Les IDE (voir définition) à destination de l'Afrique restent un élément peu important des ressources du continent. En effet, ces derniers concernent essentiellement les pays producteurs d'hydrocarbures et de minerais afin de développer des infrastructures déjà existantes ou d'en créer de nouvelles. De fait, les IDE sont très inégalement répartis sur le continent.
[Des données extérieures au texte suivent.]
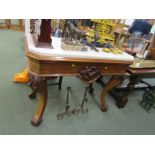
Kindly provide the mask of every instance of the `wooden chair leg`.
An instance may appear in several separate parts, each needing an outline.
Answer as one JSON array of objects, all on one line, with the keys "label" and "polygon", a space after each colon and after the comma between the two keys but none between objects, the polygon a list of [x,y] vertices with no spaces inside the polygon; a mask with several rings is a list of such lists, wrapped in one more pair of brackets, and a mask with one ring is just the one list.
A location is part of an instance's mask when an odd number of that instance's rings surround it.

Néanmoins, il convient de souligner qu'ils ont considérablement augmenté depuis 2002. Cependant, la crise économique, les tensions politiques et la baisse des prix des hydrocarbures a entraîné une diminution des IDE en Afrique avec plusieurs années de baisse depuis 2008. Par exemple, les IDE en provenance de la zone euro et à destination du Maroc ont diminué de 27% rien qu'en 2011.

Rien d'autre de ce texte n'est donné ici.